CEO Paul Young commented: “Following a strong first half performance, and with the second half of the year typically driving increased trading, we expect full-year results will be slightly ahead of market expectations.

“With the considerable opportunities still available, both in the form of organic developments and through strategic, complementary acquisitions in a largely fragmented wholesale market, we have an excellent platform for growth. We look forward to continuing to deliver value to the group and its shareholders and updating the market on our continued progress.”

Elsewhere, premium drink mixers group East Imperial has posted double-digit top-line growth in its last financial year.

Sales in 2022 were up 14% over the year to £3.2m (230,973 cases), driven by growth in key established markets, off-trade, and direct-to-consumer channels.

In the US, case sales were up 68% over the year, with very strong sales (71%) in California as the company continues to build out in the luxury on-trade channel.

As in previous years, the company’s final two quarters saw the strongest revenue performance, with sales 1.4 times larger in the second half than the first.

Good fourth quarter momentum has continued into a strong start to 2023, with revenue for the first quarter up 41% year on year and overall case sales of 58,246, up 35% year-on-year, driven by the continued demand for ultra-premium products in key regions.
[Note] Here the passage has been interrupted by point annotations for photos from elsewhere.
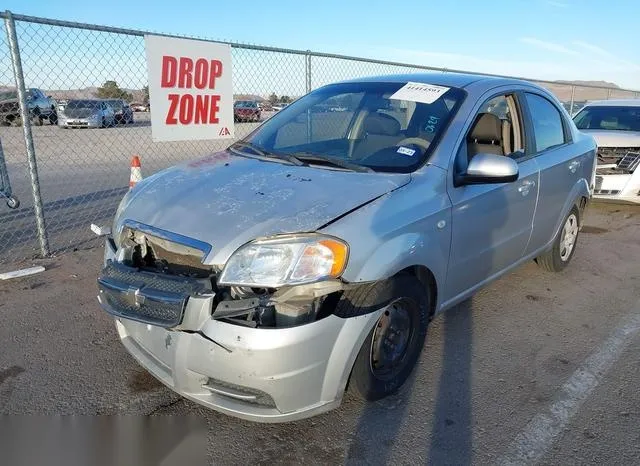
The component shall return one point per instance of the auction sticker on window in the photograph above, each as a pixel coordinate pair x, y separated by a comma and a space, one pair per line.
419, 92
190, 89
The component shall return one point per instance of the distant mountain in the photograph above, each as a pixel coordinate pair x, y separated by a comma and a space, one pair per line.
590, 83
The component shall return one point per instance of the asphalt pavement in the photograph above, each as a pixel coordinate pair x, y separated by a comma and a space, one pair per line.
538, 368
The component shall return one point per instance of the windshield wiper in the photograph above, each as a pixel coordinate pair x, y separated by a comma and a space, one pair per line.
292, 159
336, 162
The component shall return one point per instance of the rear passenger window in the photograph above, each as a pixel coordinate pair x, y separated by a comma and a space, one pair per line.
547, 122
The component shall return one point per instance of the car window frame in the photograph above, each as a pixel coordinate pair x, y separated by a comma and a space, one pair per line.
529, 129
490, 95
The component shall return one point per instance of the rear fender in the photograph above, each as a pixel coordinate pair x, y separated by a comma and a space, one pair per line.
579, 191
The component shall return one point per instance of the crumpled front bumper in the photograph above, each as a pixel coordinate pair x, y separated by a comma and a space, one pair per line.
259, 374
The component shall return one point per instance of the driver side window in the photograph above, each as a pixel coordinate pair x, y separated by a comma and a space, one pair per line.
497, 129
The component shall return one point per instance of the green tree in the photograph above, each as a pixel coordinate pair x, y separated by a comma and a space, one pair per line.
111, 90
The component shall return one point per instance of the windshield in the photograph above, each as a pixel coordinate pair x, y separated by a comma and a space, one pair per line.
117, 104
84, 104
357, 124
6, 95
245, 104
615, 118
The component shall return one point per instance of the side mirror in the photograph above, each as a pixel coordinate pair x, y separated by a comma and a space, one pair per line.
489, 168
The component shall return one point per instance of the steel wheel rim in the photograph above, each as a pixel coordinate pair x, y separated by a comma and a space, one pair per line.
568, 237
391, 339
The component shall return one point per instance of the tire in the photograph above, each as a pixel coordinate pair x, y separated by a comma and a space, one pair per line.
37, 119
392, 348
13, 202
559, 256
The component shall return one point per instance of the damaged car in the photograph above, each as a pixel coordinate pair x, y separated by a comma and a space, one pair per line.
309, 257
615, 125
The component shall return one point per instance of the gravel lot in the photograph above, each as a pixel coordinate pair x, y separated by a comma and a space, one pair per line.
490, 368
83, 174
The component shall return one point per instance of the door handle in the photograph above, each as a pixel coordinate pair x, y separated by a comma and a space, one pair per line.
526, 186
573, 166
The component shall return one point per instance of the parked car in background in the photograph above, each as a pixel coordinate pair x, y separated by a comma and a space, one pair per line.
246, 110
615, 125
86, 113
122, 112
138, 107
41, 107
335, 237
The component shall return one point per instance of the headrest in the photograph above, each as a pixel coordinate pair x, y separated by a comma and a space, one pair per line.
381, 124
488, 127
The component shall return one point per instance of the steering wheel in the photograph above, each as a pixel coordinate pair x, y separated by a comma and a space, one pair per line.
417, 141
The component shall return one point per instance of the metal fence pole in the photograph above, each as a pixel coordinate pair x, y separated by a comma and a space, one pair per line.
573, 93
307, 74
28, 136
307, 70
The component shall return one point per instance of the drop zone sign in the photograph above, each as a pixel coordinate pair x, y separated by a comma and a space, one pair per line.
190, 89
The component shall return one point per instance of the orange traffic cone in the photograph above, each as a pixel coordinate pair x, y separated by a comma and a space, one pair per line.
136, 172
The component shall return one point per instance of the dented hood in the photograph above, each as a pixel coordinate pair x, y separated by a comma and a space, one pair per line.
227, 200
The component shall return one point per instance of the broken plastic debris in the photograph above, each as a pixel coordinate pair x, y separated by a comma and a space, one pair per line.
99, 230
21, 273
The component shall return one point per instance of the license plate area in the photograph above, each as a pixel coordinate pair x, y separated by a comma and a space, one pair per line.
146, 297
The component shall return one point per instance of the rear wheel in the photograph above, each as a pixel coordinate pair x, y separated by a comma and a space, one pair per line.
558, 257
392, 348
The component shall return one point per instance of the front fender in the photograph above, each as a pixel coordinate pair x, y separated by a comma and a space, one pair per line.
404, 251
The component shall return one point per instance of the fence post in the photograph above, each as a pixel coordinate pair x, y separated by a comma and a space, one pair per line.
573, 93
12, 37
307, 70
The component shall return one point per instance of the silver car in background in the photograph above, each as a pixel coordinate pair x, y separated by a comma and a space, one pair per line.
615, 125
86, 113
309, 258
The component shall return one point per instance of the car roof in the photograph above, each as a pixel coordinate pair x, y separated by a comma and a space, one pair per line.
615, 103
460, 80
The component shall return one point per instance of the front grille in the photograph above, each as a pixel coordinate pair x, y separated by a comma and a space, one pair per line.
146, 296
629, 162
623, 160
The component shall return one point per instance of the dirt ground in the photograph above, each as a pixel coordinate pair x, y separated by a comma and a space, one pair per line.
491, 367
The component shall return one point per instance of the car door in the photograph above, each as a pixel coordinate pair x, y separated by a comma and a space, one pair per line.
491, 223
550, 137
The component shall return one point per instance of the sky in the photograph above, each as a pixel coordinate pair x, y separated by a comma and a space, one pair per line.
543, 39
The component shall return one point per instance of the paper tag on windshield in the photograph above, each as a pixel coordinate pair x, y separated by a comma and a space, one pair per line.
419, 92
405, 151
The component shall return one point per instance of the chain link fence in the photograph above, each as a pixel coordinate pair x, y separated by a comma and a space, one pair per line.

Operating loss was cut to £3.7m from £5.2m.

The group said it is in advanced discussions with potential debt funders to provide additional working capital to support ongoing expansion, with an announcement is expected “imminently”.

Tony Burt, Founder and CEO, said: “I’m delighted with our progress last year and, in particular, the popularity of our premium product range among existing and new customers, which has helped drive a double-digit rise in revenues.

The pandemic created some exceptional challenges, with much of the on-trade market still shut for large parts of last year. However, we experienced strong growth in the off-trade in New Zealand, benefiting from new supply agreements with major retailers. As the on-trade market began to emerge and open up in Asia in the second half, we’ve been very encouraged by the return of demand, particularly luxury on-trade.

“We have continued to invest in growth in 2022 and further strengthen the business’s fundamentals to position us for further expansion. Like every company in our sector, we have had to manage extraordinary supply chain headwinds and inflationary pressures impacting our costs. However, we plan to mitigate this impact through greater operational efficiency this year. The loss also reflects several one-off administrative costs due to the LSE listing process, but we are now in a strong position for profitability and growth.

“Consumers’ demand for ‘premiumisation’ continues unabated, underpinning our strategy and the long-term opportunity for East Imperial. I am confident we have the platform, the team and the resources to become the most admired premium brand of mixers and create a highly valued company for our shareholders.”

On the markets this morning, the FTSE 100 has opened flat at 7,863.3pts.

Early risers include McBride, up 4.1% to 33.1p, Hilton Food Group, up 4% to 705p and Greencore, up 2.9% to 88.25p.

Fallers include Deliveroo, down 1.2% to 108.1p and Reckitt Benckiser, down 0.4% to 6,402p.

This week in the City

After the flurry of results over the past couple weeks, the post- May Day Bank Holiday week looks a little quieter, although there are still a few announcements in the diary.

Later this morning sees Ocado host its AGM, with Reckitt Benckiser’s tomorrow.

Tomorrow brings a Q1 trading update from European Coke bottler Coca-Cola HBC and GSK spin-off Haleon.

In the US Kraft Heinz posts its first quarter results on Wednesday.

Thursday sees a trading update and AGM for Glanbia. Kellogg’s will post its Q1s and Post Holdings will issue half-year results.